Parts of Speech Tagging

Also using TextBlob, I tagged each word with a part of speech and then took the normalized value counts for each part of speech in the document.

title_tags = [TextBlob(w.lower(), tokenizer=tokenizer).tags for w in text.title]

title_tags[0]

[('peter', 'NN'),
 ('fonda', 'NN'),
 ('lying', 'VBG'),
 ('gash', 'JJ'),
 ('kirstjen', 'NNS'),
 ('nielsen', 'VBN'),
 ('should', 'MD'),
 ('be', 'VB'),
 ('whipped', 'VBN'),
 ('naked', 'JJ'),
 ('in', 'IN'),
 ('public', 'JJ')]

tags_counts = []
for row in title_tags:
    tags = [n[1] for n in row]
    tags_counts.append(tags)

title_parts_of_speech = []
for n in tags_counts:
    foo = dict(pd.Series(n).value_counts(normalize=True))
    title_parts_of_speech.append(foo)

title_parts_of_speech = pd.DataFrame(title_parts_of_speech).fillna(0)
# A NaN value means that part of speech did not appear in the text

# Label as title parts of speech
title_parts_of_speech.columns = [str(n) + '_title' for n in title_parts_of_speech.columns]

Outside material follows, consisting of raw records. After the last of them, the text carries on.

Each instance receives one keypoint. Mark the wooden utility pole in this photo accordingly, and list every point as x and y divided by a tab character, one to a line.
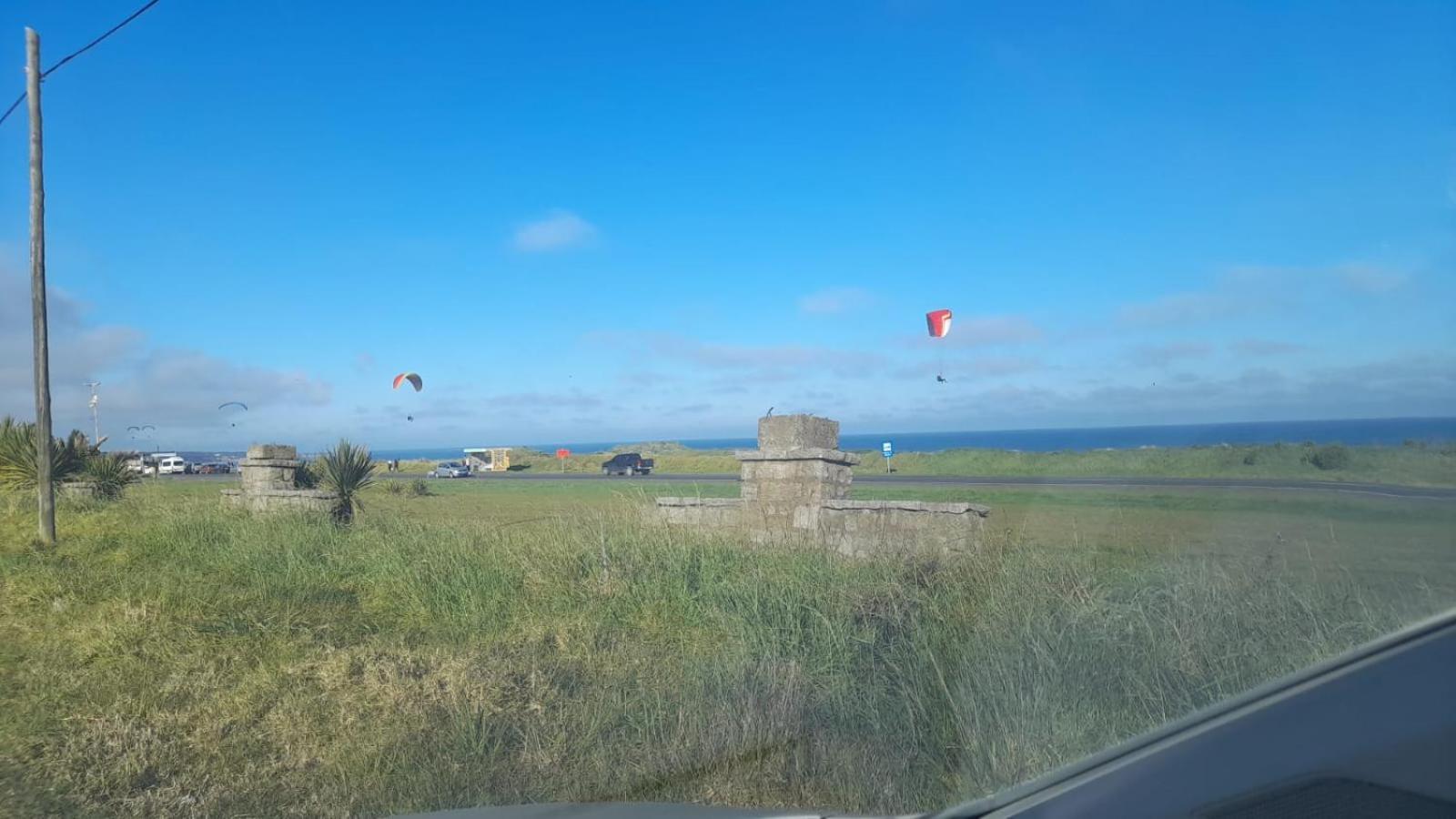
44	489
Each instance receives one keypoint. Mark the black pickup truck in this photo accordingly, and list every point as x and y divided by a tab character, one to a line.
628	464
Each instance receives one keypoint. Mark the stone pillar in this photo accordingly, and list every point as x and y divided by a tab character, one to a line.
794	471
268	467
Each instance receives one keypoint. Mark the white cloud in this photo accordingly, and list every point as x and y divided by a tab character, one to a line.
1164	354
836	300
557	230
1181	308
1372	280
175	388
982	331
1259	288
1264	347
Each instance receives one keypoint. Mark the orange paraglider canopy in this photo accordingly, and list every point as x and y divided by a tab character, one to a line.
938	322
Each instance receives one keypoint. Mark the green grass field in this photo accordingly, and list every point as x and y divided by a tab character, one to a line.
507	642
1407	465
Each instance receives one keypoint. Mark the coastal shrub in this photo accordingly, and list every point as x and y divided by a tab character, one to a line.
109	474
1331	457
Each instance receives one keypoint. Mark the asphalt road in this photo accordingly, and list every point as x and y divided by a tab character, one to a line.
1385	490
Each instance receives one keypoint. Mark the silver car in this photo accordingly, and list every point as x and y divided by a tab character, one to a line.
451	470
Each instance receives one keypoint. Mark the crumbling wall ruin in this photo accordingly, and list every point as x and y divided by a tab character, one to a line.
795	487
268	482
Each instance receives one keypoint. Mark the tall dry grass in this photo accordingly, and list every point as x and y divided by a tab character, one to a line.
172	658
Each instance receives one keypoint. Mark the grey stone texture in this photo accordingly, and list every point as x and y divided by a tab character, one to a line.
267	475
795	487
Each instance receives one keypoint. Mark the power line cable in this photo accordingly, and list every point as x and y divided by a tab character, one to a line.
77	53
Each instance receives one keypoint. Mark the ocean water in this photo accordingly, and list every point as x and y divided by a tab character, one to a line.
1390	431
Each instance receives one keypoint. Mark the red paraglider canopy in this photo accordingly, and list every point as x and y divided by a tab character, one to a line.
938	322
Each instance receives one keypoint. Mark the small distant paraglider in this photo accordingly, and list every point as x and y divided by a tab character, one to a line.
414	380
938	322
226	404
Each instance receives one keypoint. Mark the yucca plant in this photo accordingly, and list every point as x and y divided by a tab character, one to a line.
18	464
347	471
109	474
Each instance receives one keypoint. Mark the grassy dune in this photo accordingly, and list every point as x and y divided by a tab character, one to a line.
500	644
1409	465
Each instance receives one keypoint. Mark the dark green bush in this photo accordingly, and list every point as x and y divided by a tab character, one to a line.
1330	457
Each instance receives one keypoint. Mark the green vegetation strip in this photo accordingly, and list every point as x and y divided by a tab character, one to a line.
1414	465
494	643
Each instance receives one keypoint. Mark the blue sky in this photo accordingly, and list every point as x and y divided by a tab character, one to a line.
623	220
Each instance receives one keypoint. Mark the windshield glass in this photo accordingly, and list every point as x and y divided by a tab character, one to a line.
868	405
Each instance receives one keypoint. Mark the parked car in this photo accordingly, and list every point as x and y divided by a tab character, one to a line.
172	465
628	464
451	470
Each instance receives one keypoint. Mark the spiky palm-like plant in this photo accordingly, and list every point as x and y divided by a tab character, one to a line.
18	464
109	474
347	471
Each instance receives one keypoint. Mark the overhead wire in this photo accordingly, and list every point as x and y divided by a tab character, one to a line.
79	51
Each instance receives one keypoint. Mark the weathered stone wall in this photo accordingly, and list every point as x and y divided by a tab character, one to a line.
720	511
795	489
875	526
797	431
267	477
268	467
280	500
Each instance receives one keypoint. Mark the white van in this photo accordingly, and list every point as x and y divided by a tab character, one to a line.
171	465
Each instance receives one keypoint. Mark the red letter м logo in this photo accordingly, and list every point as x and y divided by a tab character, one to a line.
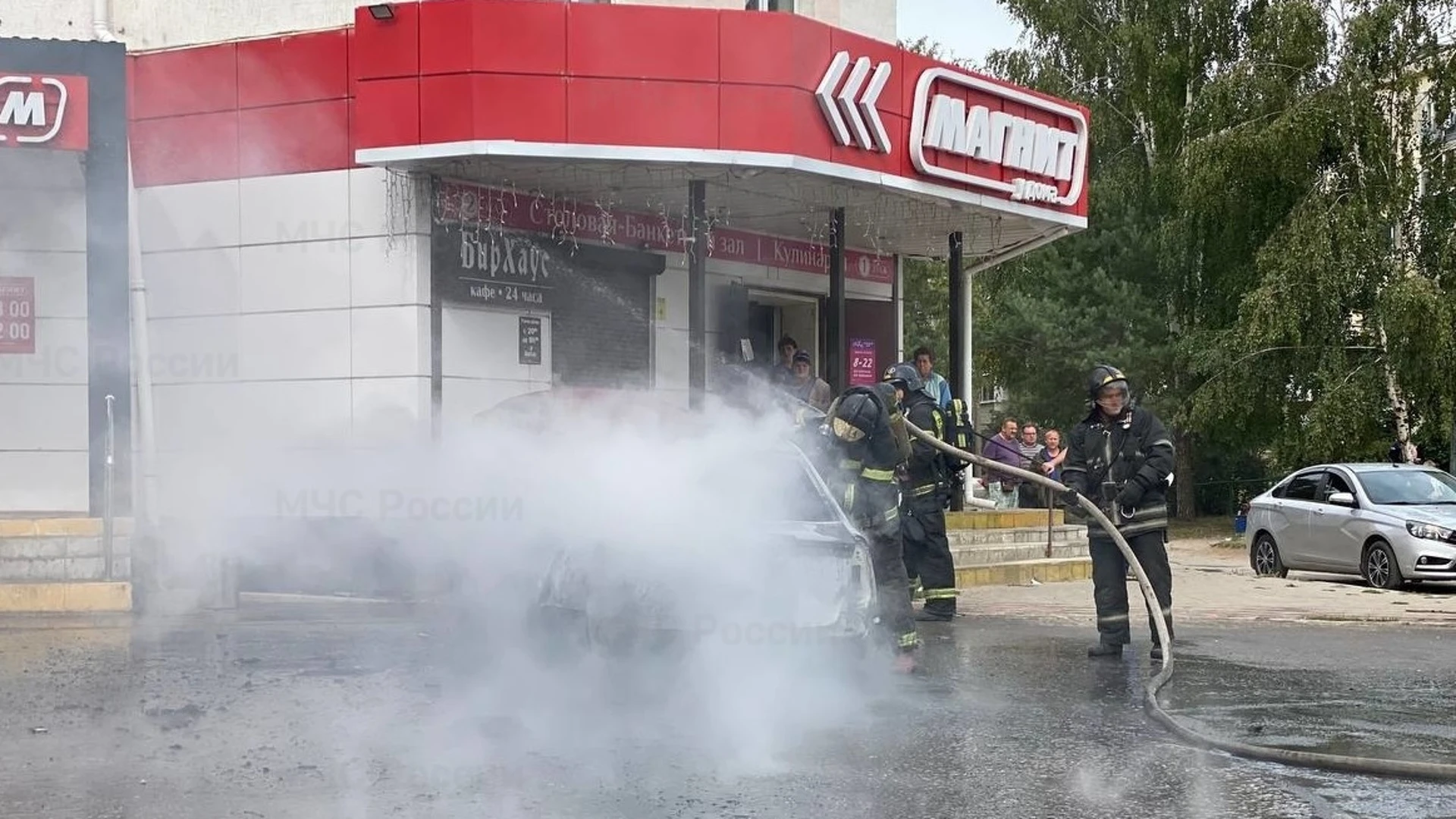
42	111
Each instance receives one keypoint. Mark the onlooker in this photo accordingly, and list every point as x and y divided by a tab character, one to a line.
783	368
1031	452
1053	455
807	387
935	385
1003	449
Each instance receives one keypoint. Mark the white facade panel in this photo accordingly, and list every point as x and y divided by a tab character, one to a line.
61	357
42	219
312	344
159	24
485	344
294	276
60	279
53	482
193	283
44	417
481	362
190	218
44	413
284	312
389	341
194	350
391	410
294	207
388	203
389	271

I then followed the same process for description.

# Checking for correct length
desc_parts_of_speech.shape[0] == title_parts_of_speech.shape[0]

True

pos_tags = pd.concat([title_parts_of_speech, desc_parts_of_speech], axis=1)

# Concatenate all created features together with target
df = pd.concat([text[['title_polarity', 'title_subjectivity', 'desc_polarity',
                      'desc_subjectivity', 'subj_difference', 'polarity_difference',
                      'avg_word_len_title']], pos_tags, text.yes_right], axis=1)
df.head(3)

	title_polarity	title_subjectivity	desc_polarity	desc_subjectivity	subj_difference	polarity_difference	avg_word_len_title	...	VBD_desc	VBG_desc	VBN_desc	VBP_desc	VBZ_desc	WP_desc	yes_right
0	0.50	0.233333	0.500000	0.000000	0.233333	0.000000	5.166667	...	0.068182	0.045455	0.022727	0.0	0.00	0.022727	1
1	0.25	0.900000	0.250000	0.650000	0.250000	0.000000	5.750000	...	0.000000	0.160000	0.040000	0.0	0.04	0.000000	1
2	0.40	0.300000	0.555417	0.666667	-0.366667	-0.155417	6.545455	...	0.020000	0.060000	0.020000	0.1	0.04	0.000000	1

3 rows × 79 columns

Every created features is already scaled except for a few, which I just simply manually scaled.

def scaled_checker(df):
    for col in df.columns:
        if max(df[col]) > 1:
            print(col)
        if min(df[col]) < 0:
            print(col)
        else:
            pass
        
scaled_checker(df)

subj_difference
polarity_difference
avg_word_len_title

df['subj_difference'] = (df['subj_difference'] - min(df['subj_difference'])) \n
    /(max(df['subj_difference'])-min(df['subj_difference']))
df['polarity_difference'] = (df['polarity_difference'] - min(df['polarity_difference']))/ \n
    (max(df['polarity_difference'])-min(df['polarity_difference']))
df['avg_word_len_title'] = (df['avg_word_len_title'] - min(df['avg_word_len_title']))/ \n
    (max(df['avg_word_len_title'])-min(df['avg_word_len_title']))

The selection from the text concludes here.